13 April 2012

the Fed and government independence

The Fed is an insurance coop among large banks. It is arguably anti-competitive towards smaller and newer banks, but does generate increased lending among member banks via risk abatement. Member banks ascribe to certain behaviors, and should they fail while acting in accordance to Fed terms, have access to cheap loans to recapitalize (bailed out). Whether this agreement's benefits (increased lending), outweigh the costs of decreased basic competition today is an open question.

If the benefits outweigh the costs, which i believe they do slightly, a new type of competition could be free to emerge. coalitions of fed non-members could unite, and build a competitive bank insurance program (that is, if the government didn't endorse the fed) and issue their own currency just like the article points out that Ron Paul said Wal-mart is capable of.

Therefore, where the clear trouble arises is with the government involvement in the agreement. It has been at least somewhat beneficial to the banks and the government for the government to get involved. The government endorses the agreement rather than bring anti-trust suites to bear on it, and this prevents competition from insurance coalitions of non member banks. But the government also gets access to Fed low-interest emergency lending, and gets a big say in Fed activity (chairman appointments, and banking regulations).

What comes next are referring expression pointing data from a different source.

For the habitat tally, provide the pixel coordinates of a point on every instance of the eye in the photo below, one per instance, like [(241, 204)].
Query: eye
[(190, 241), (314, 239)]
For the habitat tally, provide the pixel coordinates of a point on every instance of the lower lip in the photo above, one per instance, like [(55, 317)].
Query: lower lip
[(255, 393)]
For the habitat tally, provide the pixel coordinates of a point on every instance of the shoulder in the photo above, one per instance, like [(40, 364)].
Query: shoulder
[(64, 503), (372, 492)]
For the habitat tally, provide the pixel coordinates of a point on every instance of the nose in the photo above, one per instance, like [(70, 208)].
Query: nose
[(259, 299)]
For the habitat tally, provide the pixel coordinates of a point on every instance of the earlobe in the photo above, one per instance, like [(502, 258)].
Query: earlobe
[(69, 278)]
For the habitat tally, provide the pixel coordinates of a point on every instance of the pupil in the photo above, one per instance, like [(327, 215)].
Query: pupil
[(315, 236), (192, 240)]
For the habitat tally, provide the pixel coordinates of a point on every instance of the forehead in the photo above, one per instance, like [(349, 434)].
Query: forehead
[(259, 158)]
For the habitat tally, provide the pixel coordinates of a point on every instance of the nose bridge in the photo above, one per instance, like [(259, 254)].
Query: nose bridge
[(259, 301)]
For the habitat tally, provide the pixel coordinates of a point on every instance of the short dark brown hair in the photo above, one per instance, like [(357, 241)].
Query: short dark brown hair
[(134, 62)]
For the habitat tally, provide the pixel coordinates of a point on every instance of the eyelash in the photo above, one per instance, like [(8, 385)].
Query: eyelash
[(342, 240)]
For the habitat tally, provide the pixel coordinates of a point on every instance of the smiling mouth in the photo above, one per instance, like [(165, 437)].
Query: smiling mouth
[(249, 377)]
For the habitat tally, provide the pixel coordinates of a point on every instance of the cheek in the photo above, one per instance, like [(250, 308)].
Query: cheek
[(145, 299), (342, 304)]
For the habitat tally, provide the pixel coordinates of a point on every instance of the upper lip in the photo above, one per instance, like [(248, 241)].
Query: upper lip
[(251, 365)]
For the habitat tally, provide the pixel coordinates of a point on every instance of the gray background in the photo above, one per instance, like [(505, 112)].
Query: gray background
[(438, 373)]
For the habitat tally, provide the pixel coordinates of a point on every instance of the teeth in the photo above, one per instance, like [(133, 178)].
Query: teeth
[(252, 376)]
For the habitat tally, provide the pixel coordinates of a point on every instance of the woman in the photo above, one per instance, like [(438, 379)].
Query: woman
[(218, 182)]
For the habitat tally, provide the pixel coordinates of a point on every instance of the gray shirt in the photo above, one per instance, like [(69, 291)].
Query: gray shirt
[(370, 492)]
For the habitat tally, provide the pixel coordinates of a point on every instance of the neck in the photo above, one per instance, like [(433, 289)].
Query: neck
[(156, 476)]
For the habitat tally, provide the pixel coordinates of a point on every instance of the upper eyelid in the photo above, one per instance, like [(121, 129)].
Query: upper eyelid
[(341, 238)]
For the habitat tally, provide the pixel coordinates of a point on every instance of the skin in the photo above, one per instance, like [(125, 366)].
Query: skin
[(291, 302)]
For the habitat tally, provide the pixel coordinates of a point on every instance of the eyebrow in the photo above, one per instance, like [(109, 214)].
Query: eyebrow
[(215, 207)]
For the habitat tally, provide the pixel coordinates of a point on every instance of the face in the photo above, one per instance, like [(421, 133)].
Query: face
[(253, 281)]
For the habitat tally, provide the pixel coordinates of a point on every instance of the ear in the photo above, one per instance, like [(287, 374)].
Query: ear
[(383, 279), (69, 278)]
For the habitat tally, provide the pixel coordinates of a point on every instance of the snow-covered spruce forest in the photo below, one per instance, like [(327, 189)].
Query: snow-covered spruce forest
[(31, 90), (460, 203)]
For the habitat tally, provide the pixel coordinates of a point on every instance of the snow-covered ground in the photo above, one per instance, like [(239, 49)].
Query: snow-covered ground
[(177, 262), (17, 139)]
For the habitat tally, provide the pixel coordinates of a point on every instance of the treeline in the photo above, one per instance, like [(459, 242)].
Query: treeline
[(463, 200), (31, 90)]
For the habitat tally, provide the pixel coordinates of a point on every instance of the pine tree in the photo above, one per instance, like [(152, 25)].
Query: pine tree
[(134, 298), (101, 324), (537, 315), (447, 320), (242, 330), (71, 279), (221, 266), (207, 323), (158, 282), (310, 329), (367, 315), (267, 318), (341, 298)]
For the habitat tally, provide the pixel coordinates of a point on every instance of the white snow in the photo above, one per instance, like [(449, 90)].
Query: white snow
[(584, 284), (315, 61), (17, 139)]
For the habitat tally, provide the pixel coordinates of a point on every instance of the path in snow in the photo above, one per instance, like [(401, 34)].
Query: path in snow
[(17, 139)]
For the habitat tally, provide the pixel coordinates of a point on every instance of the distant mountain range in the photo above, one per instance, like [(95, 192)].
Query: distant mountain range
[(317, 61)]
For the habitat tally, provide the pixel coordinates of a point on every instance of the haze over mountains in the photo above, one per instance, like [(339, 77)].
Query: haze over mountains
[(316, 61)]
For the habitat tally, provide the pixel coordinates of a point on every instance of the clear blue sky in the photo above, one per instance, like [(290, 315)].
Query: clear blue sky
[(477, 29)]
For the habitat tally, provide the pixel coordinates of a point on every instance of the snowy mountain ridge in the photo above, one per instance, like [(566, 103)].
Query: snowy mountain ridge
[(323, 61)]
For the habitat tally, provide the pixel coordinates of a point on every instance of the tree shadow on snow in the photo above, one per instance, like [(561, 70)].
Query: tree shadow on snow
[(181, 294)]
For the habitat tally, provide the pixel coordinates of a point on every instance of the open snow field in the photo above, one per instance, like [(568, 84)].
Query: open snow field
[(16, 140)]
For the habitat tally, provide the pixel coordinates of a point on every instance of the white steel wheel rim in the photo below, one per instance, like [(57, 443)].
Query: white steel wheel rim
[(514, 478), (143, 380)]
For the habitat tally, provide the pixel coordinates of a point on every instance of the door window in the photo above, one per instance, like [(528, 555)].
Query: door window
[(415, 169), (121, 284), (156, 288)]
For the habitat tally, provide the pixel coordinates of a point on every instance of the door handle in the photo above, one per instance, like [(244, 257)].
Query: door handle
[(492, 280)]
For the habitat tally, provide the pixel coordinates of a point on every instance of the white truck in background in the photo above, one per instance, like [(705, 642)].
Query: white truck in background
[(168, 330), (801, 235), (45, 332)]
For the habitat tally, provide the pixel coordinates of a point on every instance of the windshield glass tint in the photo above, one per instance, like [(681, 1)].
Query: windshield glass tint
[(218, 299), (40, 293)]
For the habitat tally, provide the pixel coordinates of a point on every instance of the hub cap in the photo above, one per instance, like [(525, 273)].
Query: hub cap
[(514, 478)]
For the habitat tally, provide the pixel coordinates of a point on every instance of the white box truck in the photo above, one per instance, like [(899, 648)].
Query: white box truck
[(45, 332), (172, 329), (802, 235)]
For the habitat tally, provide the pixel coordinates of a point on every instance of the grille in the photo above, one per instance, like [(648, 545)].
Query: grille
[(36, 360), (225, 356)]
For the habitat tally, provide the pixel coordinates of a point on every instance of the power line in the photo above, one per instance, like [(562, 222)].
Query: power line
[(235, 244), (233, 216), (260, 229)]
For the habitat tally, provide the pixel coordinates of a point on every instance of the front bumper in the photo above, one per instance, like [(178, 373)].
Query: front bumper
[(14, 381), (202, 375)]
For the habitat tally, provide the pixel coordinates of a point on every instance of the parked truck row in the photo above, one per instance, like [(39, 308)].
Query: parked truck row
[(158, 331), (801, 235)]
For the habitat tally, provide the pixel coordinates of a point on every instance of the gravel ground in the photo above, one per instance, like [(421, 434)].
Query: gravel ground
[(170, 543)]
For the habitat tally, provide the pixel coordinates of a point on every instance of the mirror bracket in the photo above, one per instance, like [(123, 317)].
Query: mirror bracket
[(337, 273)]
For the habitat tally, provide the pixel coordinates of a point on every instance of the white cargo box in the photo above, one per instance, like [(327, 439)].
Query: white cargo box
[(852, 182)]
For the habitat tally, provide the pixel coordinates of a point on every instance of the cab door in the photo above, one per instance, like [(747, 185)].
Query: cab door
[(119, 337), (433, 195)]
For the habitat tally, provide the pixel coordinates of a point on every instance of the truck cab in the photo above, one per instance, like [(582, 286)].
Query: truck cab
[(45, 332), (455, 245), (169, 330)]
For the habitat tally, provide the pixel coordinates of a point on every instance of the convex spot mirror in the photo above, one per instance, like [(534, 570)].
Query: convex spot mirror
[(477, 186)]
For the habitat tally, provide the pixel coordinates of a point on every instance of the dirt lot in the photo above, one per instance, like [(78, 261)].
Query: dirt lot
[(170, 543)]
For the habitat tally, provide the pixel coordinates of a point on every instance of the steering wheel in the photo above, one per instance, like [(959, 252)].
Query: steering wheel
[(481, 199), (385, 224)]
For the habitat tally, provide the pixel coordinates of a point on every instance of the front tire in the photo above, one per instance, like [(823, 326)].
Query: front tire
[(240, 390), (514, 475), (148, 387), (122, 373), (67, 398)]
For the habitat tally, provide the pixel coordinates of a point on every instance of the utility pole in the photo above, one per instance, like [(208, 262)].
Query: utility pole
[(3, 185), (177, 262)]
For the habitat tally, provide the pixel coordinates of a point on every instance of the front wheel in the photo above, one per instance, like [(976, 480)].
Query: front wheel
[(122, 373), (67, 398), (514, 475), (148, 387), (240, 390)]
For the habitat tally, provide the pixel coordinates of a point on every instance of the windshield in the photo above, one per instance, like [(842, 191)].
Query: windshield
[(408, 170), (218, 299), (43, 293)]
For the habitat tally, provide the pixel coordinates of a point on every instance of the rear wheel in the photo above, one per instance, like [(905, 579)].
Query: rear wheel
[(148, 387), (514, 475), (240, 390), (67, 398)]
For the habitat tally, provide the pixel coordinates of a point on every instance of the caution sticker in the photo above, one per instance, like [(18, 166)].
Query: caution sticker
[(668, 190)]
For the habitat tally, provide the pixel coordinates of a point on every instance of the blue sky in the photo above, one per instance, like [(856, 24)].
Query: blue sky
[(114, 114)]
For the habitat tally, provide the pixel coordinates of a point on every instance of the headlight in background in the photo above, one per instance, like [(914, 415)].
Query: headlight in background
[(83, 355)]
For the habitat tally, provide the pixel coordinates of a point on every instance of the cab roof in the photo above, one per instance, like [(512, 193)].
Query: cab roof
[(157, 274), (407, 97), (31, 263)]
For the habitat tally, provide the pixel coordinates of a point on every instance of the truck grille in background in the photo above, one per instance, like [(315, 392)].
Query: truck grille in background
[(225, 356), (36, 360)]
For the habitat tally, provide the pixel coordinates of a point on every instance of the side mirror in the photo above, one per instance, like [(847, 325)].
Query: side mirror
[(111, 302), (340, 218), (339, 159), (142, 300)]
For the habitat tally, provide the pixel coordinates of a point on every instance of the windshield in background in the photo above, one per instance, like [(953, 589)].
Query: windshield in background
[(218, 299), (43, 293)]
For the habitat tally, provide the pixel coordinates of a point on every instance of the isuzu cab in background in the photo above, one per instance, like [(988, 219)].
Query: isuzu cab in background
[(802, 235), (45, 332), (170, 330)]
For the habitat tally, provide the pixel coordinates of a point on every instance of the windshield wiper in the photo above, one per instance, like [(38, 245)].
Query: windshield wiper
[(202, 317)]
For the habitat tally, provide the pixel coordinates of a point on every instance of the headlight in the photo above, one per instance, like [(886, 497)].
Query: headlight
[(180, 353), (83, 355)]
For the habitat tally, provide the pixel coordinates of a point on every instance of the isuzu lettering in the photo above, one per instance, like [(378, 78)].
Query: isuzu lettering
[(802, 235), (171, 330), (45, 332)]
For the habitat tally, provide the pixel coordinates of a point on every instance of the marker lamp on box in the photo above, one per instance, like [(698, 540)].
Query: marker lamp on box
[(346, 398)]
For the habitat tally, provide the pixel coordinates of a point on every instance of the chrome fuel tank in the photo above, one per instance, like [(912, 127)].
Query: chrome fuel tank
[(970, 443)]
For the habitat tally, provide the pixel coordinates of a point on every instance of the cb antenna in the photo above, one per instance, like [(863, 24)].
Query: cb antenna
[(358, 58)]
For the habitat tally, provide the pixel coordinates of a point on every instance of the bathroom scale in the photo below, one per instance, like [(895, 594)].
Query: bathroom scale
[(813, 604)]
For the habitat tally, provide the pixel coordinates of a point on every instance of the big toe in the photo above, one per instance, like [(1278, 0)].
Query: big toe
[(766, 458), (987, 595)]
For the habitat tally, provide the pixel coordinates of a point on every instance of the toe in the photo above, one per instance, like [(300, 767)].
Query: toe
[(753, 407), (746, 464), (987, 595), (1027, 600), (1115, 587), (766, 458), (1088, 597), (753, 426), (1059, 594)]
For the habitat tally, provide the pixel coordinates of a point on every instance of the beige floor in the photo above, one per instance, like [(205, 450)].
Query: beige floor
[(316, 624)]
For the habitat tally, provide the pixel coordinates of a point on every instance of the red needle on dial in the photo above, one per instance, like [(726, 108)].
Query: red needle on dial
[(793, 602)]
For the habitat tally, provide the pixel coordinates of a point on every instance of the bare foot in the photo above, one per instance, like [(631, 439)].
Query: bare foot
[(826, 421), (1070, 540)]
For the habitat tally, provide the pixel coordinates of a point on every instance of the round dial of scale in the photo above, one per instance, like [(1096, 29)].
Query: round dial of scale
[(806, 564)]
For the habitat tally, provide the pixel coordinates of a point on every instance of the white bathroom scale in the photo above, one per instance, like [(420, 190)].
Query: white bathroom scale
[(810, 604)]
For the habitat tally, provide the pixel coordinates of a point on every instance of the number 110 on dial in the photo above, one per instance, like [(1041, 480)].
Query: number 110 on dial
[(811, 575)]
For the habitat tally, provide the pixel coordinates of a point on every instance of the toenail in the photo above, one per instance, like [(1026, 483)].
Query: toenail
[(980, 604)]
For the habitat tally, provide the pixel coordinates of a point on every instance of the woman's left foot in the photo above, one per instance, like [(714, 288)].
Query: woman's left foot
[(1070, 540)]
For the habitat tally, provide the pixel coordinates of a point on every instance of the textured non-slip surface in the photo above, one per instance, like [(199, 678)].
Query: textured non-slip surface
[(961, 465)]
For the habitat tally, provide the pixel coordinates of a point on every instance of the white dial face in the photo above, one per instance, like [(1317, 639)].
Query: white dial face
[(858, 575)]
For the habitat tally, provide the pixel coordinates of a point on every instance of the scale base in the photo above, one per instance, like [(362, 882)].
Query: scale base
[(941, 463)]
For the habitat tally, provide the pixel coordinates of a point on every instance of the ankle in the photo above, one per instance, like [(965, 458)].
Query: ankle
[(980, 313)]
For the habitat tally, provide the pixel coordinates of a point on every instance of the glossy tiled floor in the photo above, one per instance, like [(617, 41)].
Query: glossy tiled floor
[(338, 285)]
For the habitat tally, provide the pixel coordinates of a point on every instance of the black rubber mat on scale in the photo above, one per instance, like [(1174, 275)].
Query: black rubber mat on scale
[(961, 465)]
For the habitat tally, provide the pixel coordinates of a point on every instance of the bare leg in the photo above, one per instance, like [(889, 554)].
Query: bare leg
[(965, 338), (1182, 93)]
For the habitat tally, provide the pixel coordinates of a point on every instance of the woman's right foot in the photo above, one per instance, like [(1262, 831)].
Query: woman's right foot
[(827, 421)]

A final note on the quotation "the Fed stopped the the financial panic from becoming a global depression." This line embodies so much popular sentiment about the Fed.  Sure, it helped, but remember it's imperfect stimulation attempts prior in the decade are what is mostly responsible for the panic in the first place! The article does point this out at the end.

In conclusion, the idea of a banking coop is not evil.  The coop being in bed with the government is. That relationship with the government is what explicitly prevents competition between fed-like bodies, and competitions in currencies. This is a personal position, and is similar, but slightly different than that of Congressman Paul.